Philo, couldn’t believe his ears, or his eyes, for that matter. When the good Doctor began waxing about how the numbers corresponding to the alphabetic position of the letters, when summed together (for a grand old stinking total of 54) and divided by their own arithmetic mean (which was 13.5, by the way) gave you 4 (naturally!) he was beginning to shift around in that well-worn leather chair looking for a hidden camera in the room. Was this some kind of joke? Had he strolled into the wrong office and struck up a conversation with the department jester?
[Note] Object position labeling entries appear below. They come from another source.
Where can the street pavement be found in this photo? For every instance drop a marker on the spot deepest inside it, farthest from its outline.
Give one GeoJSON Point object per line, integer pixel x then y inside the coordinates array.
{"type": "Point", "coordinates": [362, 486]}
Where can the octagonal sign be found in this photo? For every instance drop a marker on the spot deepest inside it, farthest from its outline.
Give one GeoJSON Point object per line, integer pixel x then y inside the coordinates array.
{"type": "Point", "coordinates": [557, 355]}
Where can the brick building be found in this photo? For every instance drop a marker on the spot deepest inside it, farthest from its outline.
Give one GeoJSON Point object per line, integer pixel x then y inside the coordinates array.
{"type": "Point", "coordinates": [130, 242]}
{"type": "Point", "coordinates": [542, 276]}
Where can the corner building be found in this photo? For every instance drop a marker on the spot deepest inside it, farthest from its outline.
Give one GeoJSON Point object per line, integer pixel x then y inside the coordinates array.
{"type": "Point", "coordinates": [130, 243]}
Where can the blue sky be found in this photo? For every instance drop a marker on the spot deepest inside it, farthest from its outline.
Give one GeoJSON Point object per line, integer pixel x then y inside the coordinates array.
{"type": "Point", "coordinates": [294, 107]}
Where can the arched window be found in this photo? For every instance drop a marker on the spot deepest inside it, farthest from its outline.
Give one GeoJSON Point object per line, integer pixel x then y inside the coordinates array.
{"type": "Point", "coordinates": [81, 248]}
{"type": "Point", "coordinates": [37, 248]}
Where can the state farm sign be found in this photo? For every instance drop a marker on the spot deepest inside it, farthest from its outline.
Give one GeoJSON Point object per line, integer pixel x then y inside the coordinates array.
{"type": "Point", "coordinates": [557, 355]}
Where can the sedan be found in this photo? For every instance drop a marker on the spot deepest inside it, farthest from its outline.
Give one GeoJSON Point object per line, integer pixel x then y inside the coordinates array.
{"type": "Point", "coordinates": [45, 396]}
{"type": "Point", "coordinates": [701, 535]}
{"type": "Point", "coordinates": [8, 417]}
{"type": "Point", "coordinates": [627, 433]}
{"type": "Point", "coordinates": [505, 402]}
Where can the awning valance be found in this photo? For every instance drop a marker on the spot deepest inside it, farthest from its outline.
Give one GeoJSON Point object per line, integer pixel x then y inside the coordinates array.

“Ergo. . .” the Doctor stated with an emphatic pause, “LOVE!”. He exhaled lovingly in a way which Philo found ironic considering the circumstances, and it cooled his own fuming temper for just long enough to let good ol’ Doctor Lovey Dovey start up again.

“Now, let’s venture to the word’s origins, shall we?” he said, lifting his luxuriant academic eyebrows up and down with such vigor that Philo swore he felt a draft. With that statement Philo actually thought that they might be getting somewhere productive, somewhere insightful, somewhere that would make his journey worthwhile, somewhere that would seal up all of this pseudo-scientific tommyrot and thoroughly defenestrate it.

“First, the Old English: ‘L-U-F-U’,” the Doctor continued, and with that Philo arose and stormed out of the room. “Don’t you want to know about the Greek?!” the Doctor called down the hall after him, but it was too late.

Philo grumbled to himself as he buttoned his coat and walked down the frozen ivory-white steps of the building. After a brief sojourn of city-hopping, he had returned to his home, having puzzled along the way, and was still dumb-struck at how utterly irrelevant the dear Doctor’s professorial postulations were as compared to the experience and act of love in the real world. “Surely, he must realize this,” Philo mused. “Surely, the personal anecdotes and garnered aphorisms of a layperson would be more descriptive, explanatory, and insightful than . . . than THAT.” He sighed heavily, and sunk into his chair, beginning an evening of hypnagogic travel-induced lucubration, eyes focused on the blank wall in front of him, continually passing between sleep and wakefulness.

Philo came to, stood, and began the walk to his bed. While climbing up the stairs, it occurred to him that Love was meaningful to him; he loved love; he loved the feeling; he loved the commitment; he loved the chivalry, the niceties, the traditions; he loved the symbols; he loved the ever-changing newness of it in conjunction with its aging mythic prominence; he loved that everyone loved differently, and that love itself meant different things to everyone while simultaneously being a quintessentially shared phenomenon, to which so many of us could ostensibly relate. In contrast, the explanatory trajectory of the professor, was so unique that it bore virtually no resemblance to the meanings of Love within contemporary culture — or any culture outside of the Doctor’s building, for that matter.

Philo, considering all this, was exhausted. He loosened his tie, collapsed on his bed, and dreamt.